# Jamaican Jerk Burgers with Orange-Chipotle Mayonnaise



## surfmom (Nov 3, 2012)

Making these tonight but I use turkey burgers instead. good stuff. I usually have a lot of left over marinade and will baste it on chicken for another meal

Orange-chipotle mayonnaise
1 cup mayonnaise
3 tablespoons orange juice
1 tablespoon minced canned chipotle chilies*
Jerk sauce
1 bunch green onions, coarsely chopped (about 1 1/2 cups)
1 tablespoon chopped fresh thyme
1 small habañero chili or 2 medium jalapeño chilies, seeded, chopped
1 garlic clove, peeled
1/2 cup (packed) golden brown sugar
1/2 cup vegetable oil
1/2 cup soy sauce
1 teaspoon ground allspice
2 pounds ground beef (15% fat)
6 sesame-seed hamburger buns, toasted
1 onion, thinly sliced
3 tomatoes, sliced
6 romaine lettuce leaves
preparation

For orange-chipotle mayonnaise:
Mix all ingredients in small bowl.
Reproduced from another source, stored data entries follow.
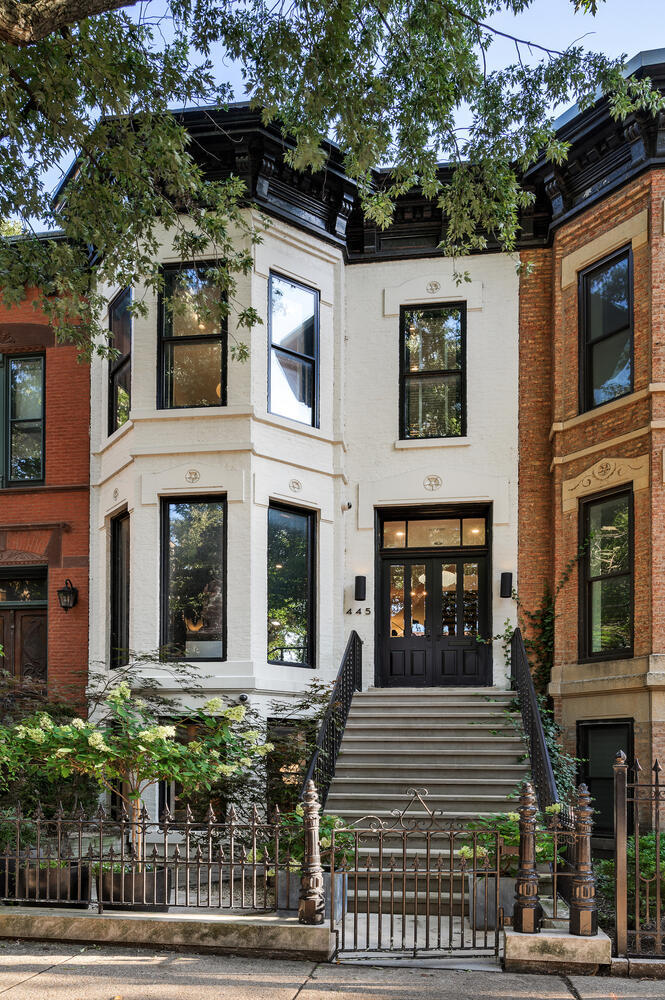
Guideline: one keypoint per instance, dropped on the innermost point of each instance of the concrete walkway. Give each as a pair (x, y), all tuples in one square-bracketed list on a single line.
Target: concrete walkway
[(65, 972)]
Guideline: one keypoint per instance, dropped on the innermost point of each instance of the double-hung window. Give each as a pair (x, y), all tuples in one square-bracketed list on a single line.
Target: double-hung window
[(432, 363), (120, 366), (606, 330), (120, 590), (607, 576), (194, 578), (192, 339), (294, 351), (291, 585), (22, 404)]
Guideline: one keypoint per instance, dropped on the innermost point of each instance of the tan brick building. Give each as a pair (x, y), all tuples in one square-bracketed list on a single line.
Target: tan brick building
[(592, 434)]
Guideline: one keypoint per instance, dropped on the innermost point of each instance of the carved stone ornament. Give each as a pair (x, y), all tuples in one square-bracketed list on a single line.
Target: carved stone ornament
[(432, 483), (604, 473)]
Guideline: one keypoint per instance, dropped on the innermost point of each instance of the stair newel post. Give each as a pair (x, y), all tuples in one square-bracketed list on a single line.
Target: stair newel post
[(312, 902), (527, 911), (583, 909)]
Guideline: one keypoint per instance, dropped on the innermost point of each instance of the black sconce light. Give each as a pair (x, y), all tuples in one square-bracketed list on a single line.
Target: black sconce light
[(68, 596)]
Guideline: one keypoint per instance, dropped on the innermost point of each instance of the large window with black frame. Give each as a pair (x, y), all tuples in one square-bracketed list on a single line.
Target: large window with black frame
[(120, 365), (294, 350), (607, 576), (291, 586), (606, 330), (192, 338), (22, 391), (432, 370), (194, 578)]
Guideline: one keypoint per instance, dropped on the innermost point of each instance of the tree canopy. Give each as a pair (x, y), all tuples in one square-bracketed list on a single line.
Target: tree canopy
[(403, 83)]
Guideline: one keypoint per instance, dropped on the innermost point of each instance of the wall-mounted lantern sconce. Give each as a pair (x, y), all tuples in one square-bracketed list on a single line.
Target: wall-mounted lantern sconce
[(68, 596)]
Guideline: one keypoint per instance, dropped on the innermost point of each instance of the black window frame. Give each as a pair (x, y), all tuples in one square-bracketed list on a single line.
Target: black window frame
[(582, 746), (407, 375), (118, 365), (163, 340), (312, 578), (119, 630), (313, 359), (35, 572), (585, 579), (6, 360), (166, 654), (586, 402)]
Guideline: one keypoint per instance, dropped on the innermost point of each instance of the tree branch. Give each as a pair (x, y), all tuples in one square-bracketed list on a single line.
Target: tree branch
[(25, 23)]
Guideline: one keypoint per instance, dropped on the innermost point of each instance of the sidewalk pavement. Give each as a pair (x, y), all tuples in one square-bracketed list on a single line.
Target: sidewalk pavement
[(66, 972)]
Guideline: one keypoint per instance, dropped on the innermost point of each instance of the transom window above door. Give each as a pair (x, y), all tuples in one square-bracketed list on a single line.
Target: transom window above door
[(430, 533), (432, 369)]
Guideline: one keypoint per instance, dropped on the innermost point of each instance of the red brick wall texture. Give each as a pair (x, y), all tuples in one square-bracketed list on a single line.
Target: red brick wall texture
[(60, 507)]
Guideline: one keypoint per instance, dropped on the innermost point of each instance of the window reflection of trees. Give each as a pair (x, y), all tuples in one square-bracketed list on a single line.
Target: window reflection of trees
[(609, 575), (289, 586), (196, 575)]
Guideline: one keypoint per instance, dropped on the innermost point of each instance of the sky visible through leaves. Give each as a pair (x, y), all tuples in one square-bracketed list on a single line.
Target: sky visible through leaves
[(620, 26)]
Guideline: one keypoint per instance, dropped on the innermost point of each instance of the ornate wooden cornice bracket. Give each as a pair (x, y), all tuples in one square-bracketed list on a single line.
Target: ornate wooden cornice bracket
[(602, 475)]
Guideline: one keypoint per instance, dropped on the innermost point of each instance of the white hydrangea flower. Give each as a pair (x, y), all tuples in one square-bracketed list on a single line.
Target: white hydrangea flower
[(213, 705)]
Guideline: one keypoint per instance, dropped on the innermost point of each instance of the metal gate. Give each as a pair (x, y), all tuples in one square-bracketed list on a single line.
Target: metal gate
[(416, 884)]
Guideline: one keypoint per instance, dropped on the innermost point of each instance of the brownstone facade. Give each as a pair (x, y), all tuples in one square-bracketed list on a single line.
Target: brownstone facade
[(44, 525)]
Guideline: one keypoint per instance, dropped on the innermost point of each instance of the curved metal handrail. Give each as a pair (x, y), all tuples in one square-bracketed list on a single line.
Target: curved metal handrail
[(349, 679)]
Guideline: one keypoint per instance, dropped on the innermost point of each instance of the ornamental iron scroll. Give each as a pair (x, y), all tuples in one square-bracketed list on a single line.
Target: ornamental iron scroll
[(399, 819)]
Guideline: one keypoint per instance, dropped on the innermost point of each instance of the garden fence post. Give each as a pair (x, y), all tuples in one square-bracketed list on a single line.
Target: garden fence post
[(527, 911), (312, 902), (620, 851), (583, 908)]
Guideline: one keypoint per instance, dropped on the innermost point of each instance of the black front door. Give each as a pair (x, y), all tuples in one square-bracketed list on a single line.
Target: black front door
[(433, 611)]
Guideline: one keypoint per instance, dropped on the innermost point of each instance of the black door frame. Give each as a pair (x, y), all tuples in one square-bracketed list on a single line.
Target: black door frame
[(418, 511)]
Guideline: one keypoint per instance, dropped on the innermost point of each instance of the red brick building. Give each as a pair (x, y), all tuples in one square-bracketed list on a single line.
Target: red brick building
[(592, 434), (44, 501)]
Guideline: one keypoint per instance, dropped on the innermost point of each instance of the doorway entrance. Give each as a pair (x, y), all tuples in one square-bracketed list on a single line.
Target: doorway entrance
[(23, 633), (434, 596)]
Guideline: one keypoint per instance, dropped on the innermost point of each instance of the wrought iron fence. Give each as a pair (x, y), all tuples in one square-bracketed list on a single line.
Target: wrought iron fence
[(421, 883), (349, 679), (639, 859), (136, 862)]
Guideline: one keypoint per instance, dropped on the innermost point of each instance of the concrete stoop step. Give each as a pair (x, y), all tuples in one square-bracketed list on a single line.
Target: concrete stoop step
[(461, 744)]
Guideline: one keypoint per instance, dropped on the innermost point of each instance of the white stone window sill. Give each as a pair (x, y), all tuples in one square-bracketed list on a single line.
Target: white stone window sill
[(412, 443)]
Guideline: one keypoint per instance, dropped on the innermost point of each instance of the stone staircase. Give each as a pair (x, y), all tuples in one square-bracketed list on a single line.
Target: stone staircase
[(455, 742)]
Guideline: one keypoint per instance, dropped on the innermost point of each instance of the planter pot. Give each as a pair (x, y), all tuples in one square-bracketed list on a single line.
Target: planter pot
[(68, 886), (288, 892), (148, 892)]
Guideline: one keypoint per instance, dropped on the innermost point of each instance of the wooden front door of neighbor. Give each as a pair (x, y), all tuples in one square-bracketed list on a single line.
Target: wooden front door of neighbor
[(23, 641)]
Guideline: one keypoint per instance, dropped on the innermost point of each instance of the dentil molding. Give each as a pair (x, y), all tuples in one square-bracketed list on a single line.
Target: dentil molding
[(603, 474)]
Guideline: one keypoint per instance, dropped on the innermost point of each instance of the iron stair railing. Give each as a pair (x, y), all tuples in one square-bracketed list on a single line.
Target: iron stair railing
[(542, 774), (349, 679)]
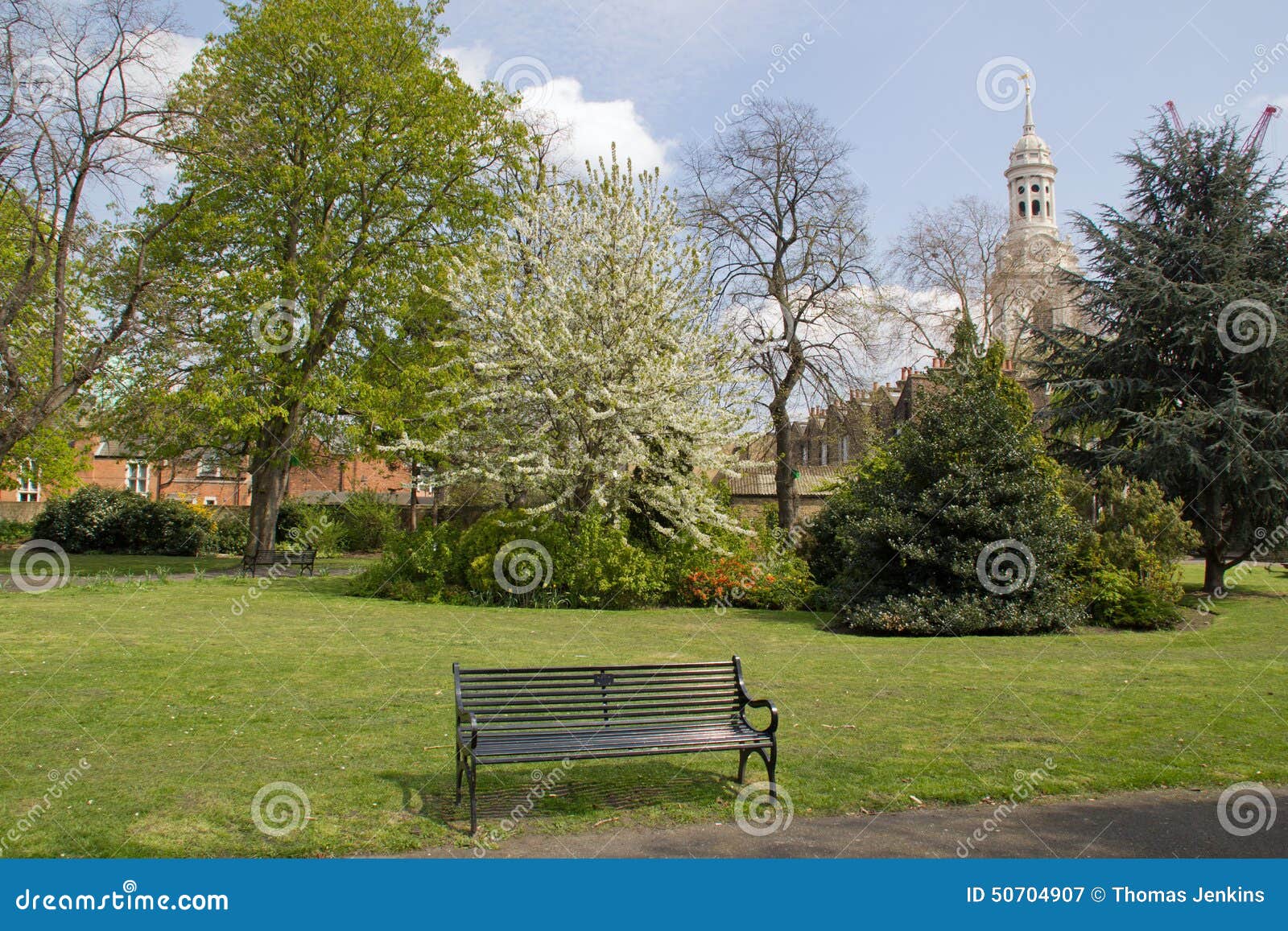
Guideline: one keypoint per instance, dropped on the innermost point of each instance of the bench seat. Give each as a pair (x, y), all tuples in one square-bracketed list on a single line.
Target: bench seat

Season to taste with salt and pepper.

For jerk sauce:
Finely chop first 4 ingredients in processor. Add sugar and next 3 ingredients; process until almost smooth. Season with salt and pepper.

Prepare barbecue (medium-high heat). Set aside 3/4 cup jerk sauce. Shape ground beef into six 1/2- to 3/4-inch-thick patties; place in 13x9x2-inch glass baking dish. Pour 1/2 cup jerk sauce over patties and turn to coat; let stand 20 minutes.

Sprinkle patties with salt and pepper. Grill to desired doneness, brushing occasionally with remaining jerk sauce, about 4 minutes per side for medium.

Spread mayonnaise over cut surfaces of buns. Place burgers on bottom halves of buns. Top with onion slices, tomato slices, lettuce, and bun tops. Serve, passing reserved 3/4 cup jerk sauce separately.


----------



## Paymaster (Jan 22, 2009)

Man Yeah!!!!!!!!!!!! Bet that is good. I have got to try them!!!!!!!!!!


----------



## dialout (Feb 5, 2011)

Nice...I love jerk seasoning, have never tried to make it....now I shall


----------



## surfmom (Nov 3, 2012)

oh forgot to say I use olive oil in place of the vegetable oil. Ended up grilling them in my cast iron pan, they were yummy.


----------



## surfmom (Nov 3, 2012)

Well i basted the pompano in the rest of the seasoning and grilled with green onions and sliced eggplant. Yum!!!!


----------